Tagart was foreign secretary, then general secretary 1842–58, of the British and Foreign Unitarian Association. He was a fellow of the Linnean Society, the Geological Society and the Society of Antiquaries. He was a trustee of Dr Williams's foundations 1832–58.

In August 1858 Tagart went on an official visit to the Unitarians of Transylvania. On his way home he was taken ill in Brussels and died there.

==Publications==
- Reply to Address in The Service at the Settlement of the Rev.
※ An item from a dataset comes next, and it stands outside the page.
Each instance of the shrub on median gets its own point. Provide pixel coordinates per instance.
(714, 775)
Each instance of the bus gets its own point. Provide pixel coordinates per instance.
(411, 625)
Edward Tagart, as Minister of the Octagon Chapel, Norwich, August 10, 1825, Arthur Taylor, London, 1825
- A Memoir of the late Captain Peter Heywood, R. N., Effingham Wilson, London, 1832
- Remarks on mathematical or demonstrative reasoning, John Green, London, 1837
- Sketches of the lives and characters of the leading Reformers of the Sixteenth Century, John Green, London, 1843
- Remarks on Bentham, His Obligations to Priestley, and His Early Studies, Charles Green, London, 1844
- Locke's writings and philosophy historically considered, and vindicated from the charge of contributing to the scepticism of Hume, Longman, London, 1855 (of this Hallam wrote, 'I think it will have the effect of restoring Locke to the place he ought to take in the estimation of his country')

==Family==
Tagart married in 1828, Helen Bourn (1797–1871), daughter of Joseph Bourn, a grandson of Samuel Bourn the younger. She was the widow of Thomas Martineau, brother of Harriet Martineau, and survived him with an only son and three daughters. She is often known as Helen Martineau.